** UPDATE 20-March 2016 **
When using vSphere 6.0 or higher, please be advised that Disk.AutoremoveOnPDL needs to be set to 1 (default value) in order for “PDL Scenarios” to be handles correctly in vMSC based infrastructures. Please do not change the default value, or when upgrading to vSphere 6.x please set this value to 1 when changed in previous version.
** UPDATE 20-March 2016 **
Last week I tweeted the recommendation to disable the advanced setting Disk.AutoremoveOnPDL in a vSphere 5.5 vMSC environment:
If you are upgrading to 5.5 in a vMSC environment, please for now set “Disk.AutoremoveOnPDL” to “0”. So that it is disabled.
— Duncan Epping (@DuncanYB) October 28, 2013
Based on this tweet I received a whole bunch of questions. Before I explain why I want to point out that I have contacted the folks in charge of the vMSC program and have requested them to publish a KB article asap on this subject.
With vSphere 5.5 a new setting was introduced called “Disk.AutoremoveOnPDL”. When you install 5.5 this setting is set to 1 which means it is enabled. What it does is the following:
The host automatically removes the PDL device and all paths to the device if no open connections to the device exist, or after the last connection closes. If the device returns from the PDL condition, the host can discover it, but treats it as a new device. Data consistency for virtual machines on the recovered device is not guaranteed.
In a vMSC environment you can understand that removing devices which are in a PDL state is not desired. As when the issue that caused the PDL has been solved (from a networking or array perspective) customers would expect the LUNs to automatically appear again. However, as they have been removed a “rescan” is needed to show these devices again instantly, or you will need to wait for the vSphere periodic path evaluation to occur. As you can imagine, in a vSphere Metro Storage Cluster environment (stretched storage) you expect devices to always be there instantly on recovery… even when they are in a PDL or APD state they should be available instantly when the situation has been resolved.
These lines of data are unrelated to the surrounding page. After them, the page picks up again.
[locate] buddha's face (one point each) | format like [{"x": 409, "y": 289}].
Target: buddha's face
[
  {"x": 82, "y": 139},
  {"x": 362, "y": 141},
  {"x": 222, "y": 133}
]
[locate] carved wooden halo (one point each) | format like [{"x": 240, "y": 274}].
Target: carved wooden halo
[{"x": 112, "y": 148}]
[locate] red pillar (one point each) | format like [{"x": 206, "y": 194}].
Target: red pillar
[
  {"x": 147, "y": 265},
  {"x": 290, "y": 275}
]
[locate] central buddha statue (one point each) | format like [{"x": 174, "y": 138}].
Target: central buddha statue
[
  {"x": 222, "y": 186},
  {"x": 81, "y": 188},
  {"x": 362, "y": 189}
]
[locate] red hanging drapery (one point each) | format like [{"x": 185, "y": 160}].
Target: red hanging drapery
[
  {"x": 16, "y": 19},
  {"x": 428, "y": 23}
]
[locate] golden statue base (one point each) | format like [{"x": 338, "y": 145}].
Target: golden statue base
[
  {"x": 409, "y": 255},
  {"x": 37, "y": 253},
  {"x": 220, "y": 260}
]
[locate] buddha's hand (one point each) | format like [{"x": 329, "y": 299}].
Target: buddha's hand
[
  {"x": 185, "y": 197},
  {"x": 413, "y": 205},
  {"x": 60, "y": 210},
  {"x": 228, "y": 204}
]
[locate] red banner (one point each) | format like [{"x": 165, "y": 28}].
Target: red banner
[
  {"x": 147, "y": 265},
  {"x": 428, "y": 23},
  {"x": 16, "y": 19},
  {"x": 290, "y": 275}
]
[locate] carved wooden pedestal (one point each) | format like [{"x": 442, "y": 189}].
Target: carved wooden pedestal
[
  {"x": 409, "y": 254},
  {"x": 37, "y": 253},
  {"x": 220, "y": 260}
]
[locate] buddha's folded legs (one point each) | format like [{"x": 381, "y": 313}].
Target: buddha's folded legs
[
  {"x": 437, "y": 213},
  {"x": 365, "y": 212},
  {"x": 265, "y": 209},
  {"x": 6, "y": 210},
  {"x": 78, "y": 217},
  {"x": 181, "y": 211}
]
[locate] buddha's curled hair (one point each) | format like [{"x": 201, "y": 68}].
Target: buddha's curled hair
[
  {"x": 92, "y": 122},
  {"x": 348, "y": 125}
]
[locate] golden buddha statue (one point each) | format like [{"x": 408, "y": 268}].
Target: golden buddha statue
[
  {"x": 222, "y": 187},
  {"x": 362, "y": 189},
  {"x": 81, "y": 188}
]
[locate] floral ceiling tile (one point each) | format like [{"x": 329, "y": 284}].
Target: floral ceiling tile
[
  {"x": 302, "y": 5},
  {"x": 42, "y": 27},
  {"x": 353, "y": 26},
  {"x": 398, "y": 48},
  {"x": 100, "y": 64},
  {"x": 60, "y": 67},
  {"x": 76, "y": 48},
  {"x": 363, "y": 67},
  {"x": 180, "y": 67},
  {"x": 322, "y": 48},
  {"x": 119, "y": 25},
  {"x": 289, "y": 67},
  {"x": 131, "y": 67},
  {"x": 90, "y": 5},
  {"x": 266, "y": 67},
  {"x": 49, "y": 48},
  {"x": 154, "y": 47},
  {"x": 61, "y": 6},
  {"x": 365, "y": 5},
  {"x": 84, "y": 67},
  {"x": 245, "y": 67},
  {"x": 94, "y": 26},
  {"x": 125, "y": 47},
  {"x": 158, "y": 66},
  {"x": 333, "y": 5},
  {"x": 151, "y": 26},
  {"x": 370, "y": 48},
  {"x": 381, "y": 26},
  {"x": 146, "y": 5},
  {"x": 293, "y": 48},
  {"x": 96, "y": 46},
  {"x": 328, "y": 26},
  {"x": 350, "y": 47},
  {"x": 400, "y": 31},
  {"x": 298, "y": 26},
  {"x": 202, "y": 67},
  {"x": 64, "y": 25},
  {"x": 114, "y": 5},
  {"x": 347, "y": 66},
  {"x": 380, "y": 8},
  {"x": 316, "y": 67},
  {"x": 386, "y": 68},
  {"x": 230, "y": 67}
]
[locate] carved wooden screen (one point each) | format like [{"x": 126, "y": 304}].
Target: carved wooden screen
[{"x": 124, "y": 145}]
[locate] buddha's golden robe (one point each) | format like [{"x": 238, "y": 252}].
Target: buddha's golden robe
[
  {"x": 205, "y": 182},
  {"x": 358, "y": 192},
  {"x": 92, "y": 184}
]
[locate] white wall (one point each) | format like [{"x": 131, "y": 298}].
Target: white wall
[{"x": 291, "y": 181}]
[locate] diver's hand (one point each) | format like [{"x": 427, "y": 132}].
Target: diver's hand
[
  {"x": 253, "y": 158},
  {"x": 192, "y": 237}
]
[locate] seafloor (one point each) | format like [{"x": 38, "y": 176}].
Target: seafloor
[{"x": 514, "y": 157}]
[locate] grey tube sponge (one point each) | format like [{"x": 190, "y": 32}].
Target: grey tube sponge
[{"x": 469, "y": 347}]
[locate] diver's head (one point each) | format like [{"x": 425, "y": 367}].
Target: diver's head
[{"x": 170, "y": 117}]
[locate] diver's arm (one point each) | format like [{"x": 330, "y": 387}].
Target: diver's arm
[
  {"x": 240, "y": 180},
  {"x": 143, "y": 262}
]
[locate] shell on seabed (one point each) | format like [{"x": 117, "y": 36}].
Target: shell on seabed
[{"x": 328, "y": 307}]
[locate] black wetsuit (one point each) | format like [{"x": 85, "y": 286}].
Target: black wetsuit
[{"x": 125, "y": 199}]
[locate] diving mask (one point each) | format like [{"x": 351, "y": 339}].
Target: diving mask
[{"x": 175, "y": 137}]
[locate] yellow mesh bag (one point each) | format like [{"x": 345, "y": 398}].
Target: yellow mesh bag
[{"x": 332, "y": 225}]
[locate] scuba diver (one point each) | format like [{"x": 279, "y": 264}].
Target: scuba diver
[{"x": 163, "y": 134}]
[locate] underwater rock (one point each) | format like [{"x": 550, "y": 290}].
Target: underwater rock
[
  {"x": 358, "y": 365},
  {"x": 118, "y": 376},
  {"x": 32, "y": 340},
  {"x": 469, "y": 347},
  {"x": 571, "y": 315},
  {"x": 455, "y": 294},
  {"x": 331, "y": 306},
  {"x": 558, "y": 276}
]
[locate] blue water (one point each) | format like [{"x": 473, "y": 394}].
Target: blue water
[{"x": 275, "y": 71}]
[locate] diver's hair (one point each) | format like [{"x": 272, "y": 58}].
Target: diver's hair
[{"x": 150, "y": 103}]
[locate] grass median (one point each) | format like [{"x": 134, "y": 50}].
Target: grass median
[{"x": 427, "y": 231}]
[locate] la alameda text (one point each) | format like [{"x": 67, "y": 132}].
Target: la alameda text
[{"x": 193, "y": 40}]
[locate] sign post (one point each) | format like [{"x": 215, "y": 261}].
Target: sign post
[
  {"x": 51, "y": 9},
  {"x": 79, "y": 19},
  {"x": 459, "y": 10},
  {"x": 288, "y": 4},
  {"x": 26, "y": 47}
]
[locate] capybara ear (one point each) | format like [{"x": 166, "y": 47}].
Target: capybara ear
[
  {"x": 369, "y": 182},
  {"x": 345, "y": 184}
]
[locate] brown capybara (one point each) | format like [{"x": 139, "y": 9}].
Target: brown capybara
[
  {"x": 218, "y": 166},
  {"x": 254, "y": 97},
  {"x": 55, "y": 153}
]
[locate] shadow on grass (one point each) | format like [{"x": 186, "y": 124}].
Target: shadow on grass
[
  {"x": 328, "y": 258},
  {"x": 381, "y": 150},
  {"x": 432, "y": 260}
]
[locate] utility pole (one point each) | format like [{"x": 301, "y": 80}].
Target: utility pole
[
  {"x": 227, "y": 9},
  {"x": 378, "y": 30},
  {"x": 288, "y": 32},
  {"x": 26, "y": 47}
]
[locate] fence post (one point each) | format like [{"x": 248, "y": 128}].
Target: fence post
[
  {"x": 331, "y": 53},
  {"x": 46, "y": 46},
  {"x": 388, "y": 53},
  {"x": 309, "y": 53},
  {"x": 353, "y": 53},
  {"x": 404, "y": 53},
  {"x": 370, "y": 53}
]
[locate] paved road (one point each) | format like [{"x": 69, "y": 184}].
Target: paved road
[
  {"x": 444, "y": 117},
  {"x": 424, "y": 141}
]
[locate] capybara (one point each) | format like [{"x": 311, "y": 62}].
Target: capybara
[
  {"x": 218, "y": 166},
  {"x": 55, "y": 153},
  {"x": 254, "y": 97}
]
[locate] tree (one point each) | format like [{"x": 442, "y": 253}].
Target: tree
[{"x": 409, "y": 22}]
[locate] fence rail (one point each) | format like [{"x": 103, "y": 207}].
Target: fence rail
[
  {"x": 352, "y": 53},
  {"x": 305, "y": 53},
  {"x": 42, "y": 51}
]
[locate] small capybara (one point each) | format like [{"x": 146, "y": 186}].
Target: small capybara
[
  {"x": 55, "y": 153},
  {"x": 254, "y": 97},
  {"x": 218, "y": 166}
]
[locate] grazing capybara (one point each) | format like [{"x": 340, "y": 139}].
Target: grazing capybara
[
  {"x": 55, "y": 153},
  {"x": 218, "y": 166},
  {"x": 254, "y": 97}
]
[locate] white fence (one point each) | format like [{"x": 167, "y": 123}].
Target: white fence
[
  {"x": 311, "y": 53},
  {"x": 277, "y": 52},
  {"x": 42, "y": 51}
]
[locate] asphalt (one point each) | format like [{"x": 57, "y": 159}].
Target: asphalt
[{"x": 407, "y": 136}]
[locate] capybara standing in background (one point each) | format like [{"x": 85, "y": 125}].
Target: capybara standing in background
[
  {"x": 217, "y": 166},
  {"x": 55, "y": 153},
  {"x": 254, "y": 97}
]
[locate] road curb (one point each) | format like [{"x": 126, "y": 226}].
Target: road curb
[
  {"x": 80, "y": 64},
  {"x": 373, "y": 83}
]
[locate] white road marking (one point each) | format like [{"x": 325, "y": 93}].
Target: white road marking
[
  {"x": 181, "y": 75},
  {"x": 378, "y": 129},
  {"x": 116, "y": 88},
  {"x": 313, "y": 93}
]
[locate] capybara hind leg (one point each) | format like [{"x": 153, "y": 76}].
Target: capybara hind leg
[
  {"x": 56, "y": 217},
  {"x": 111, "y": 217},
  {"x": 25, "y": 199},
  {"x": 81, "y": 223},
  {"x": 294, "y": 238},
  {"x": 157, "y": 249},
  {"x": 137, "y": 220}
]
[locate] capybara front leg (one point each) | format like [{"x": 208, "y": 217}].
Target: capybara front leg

For now, I recommend to set Disk.AutoremoveOnPDL to 0 instead of the default of 1:
Hopefully soon this KB on the topic of Disk.AutoremoveOnPDL will be updated to reflect this.
is there already an official statement from VMware or IBM regarding this setting?
If you put Disk.AutoremoveOnPDL to 0 don’t you risk problems (APD, etc…) when you frequently use snapshot technology to present and unpresent disks to your ESXi servers?
Duncan Epping says
That is a difference use case then discussed above… I have not tested that use case so cannot comment.